I probably wouldn’t be attending a strict private school if it weren’t for Roxy. She had been going to a public school, had been suspended for smoking and for cheating on a test, and, worst of all, was nearly arrested and expelled for smoking a joint in the girls’ room. It was one of the better public schools in New York, too, but according to what I gleaned from Mama, Roxy never had better than barely passing grades.

The only thing she excelled at was speaking French, thanks to Mama. But even with that skill, she got in trouble. She would say nasty things in French to her teachers under her breath or even aloud, and when
some of them went to the language teacher for translations, Roxy ended up in the principal’s office, and Mama would have to come to school. She tried to keep as much of it as she could hidden from Papa, but often there was just too much to hide, and whatever he did learn was way more than enough to rile him and send him into a rage.
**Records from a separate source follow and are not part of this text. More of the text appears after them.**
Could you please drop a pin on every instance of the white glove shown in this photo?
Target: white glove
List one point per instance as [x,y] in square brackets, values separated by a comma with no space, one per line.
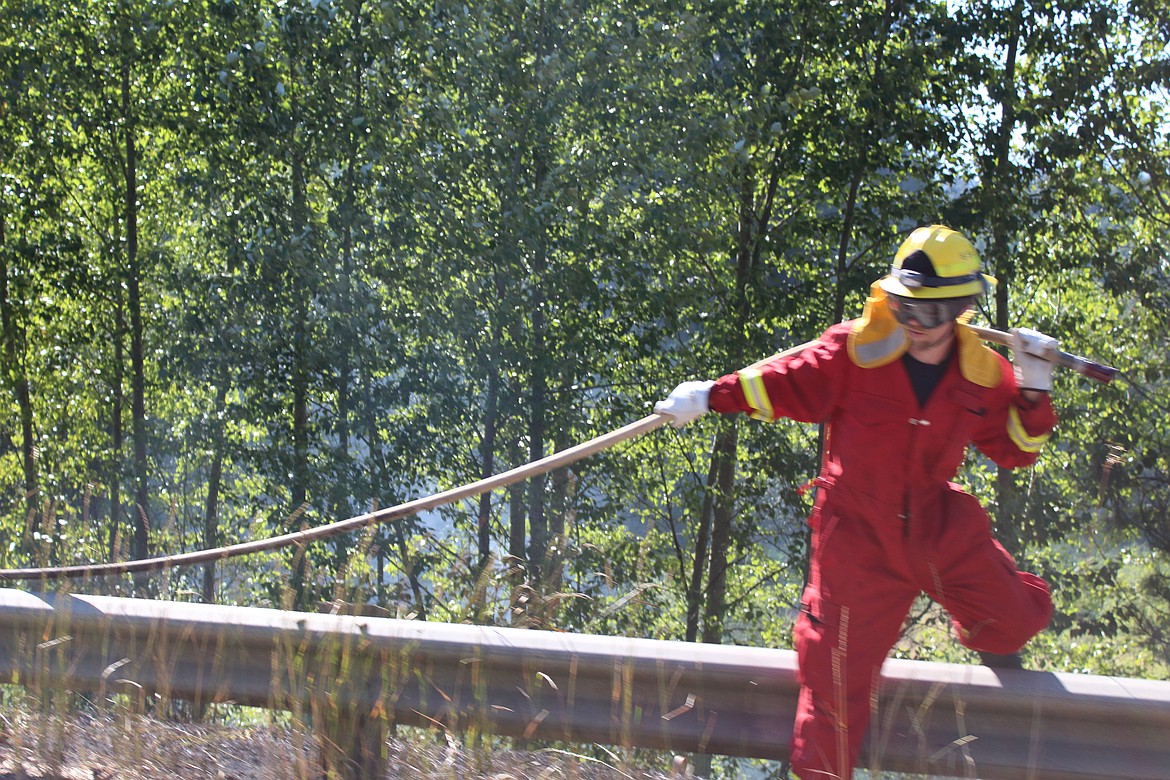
[686,402]
[1029,351]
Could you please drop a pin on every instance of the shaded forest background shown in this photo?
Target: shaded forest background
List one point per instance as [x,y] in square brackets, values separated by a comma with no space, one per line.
[270,264]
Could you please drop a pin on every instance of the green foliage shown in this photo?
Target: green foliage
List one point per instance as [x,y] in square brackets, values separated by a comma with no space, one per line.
[379,249]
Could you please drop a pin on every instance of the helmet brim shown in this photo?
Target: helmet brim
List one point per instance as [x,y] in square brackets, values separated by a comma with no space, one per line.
[975,288]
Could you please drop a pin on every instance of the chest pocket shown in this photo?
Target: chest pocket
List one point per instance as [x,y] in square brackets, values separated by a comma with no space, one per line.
[971,408]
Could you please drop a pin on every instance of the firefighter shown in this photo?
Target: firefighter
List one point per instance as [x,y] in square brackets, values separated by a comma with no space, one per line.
[902,390]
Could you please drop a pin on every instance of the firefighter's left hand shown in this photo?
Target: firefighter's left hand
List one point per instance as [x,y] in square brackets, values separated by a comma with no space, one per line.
[1030,351]
[686,402]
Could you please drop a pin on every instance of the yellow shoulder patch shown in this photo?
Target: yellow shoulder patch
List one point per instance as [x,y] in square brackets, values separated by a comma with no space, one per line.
[977,361]
[876,338]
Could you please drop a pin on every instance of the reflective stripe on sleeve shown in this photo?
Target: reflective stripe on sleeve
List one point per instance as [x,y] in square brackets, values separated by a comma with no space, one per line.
[751,380]
[1020,437]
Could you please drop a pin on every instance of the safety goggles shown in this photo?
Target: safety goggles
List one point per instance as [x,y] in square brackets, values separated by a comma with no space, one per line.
[928,313]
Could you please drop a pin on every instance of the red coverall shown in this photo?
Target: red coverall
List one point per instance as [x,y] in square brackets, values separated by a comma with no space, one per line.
[888,523]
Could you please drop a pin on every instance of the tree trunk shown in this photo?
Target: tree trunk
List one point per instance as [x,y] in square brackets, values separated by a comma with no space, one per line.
[298,491]
[702,545]
[214,480]
[14,371]
[137,344]
[997,190]
[487,454]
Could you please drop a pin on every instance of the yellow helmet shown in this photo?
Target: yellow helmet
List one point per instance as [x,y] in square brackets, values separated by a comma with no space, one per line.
[936,262]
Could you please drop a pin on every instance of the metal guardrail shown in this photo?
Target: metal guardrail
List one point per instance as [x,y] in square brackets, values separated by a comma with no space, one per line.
[930,718]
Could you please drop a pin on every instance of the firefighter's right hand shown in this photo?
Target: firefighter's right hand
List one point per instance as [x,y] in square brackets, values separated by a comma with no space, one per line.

Mama could get away with hiding much of it, because Papa was dedicated to his work at the investment firm. He was up early to deal with the stock market and then always working late into the afternoon with financial planning and other meetings. Mama said that her having to call him at work because of something Roxy had done was like the president having to use the famous red phone or something. I had no doubt that Mama trembled whenever she had to tell him about something very bad Roxy had done in school. She said he was so furious that he could barely speak whenever he had to leave work to attend a meeting because of something she had done.

“It got so that your sister wouldn’t even pretend to feel remorseful about something she had done. She would just look at him with that silent defiance, just as she would when he would rattle the whole house to get her out of bed in the morning.”

Even though Papa got up earlier than I would have to on weekday mornings, I was used to rising and having breakfast with him and Mama. She was always up to make his breakfast. I would spend the extra morning time studying for a test or reading. Whenever I did anything that was the opposite of what Roxy would
have done, such as be at breakfast with him, I could see the satisfaction in Papa’s face. I used to think, and still do, that he was letting out an anxious breath, always half expecting that I would somehow turn out to be like Roxy. No matter how well I did in school, how polite I was to his and Mama’s friends, or how much I helped Mama, he couldn’t help fearing that I would wake up one day and be like my sister.

It was as if he had two different kinds of daughters. One was Dr. Jekyll, and the other was Miss Hyde, only he wasn’t sure if Miss Hyde would also emerge in me.

“So what’s on for today?” Papa asked. It was the same question he asked me every day at breakfast.

Anyone who thought that he asked it out of habit would be wrong, however. He really wanted to know what I had to do and, especially, what I wanted to do. My route to and from school was to follow Madison Avenue north for five blocks and then turn west for another block. I could do it blindfolded by now. If I had any plans to diverge from the route, especially during nice weather like what we were having this particular fall, and go somewhere after school, I would have to tell him. He even wanted to know when I would take my lunch and eat it with some friends in Central Park. The school let us do that. Even many of our teachers did it, but doing something spontaneously was very difficult.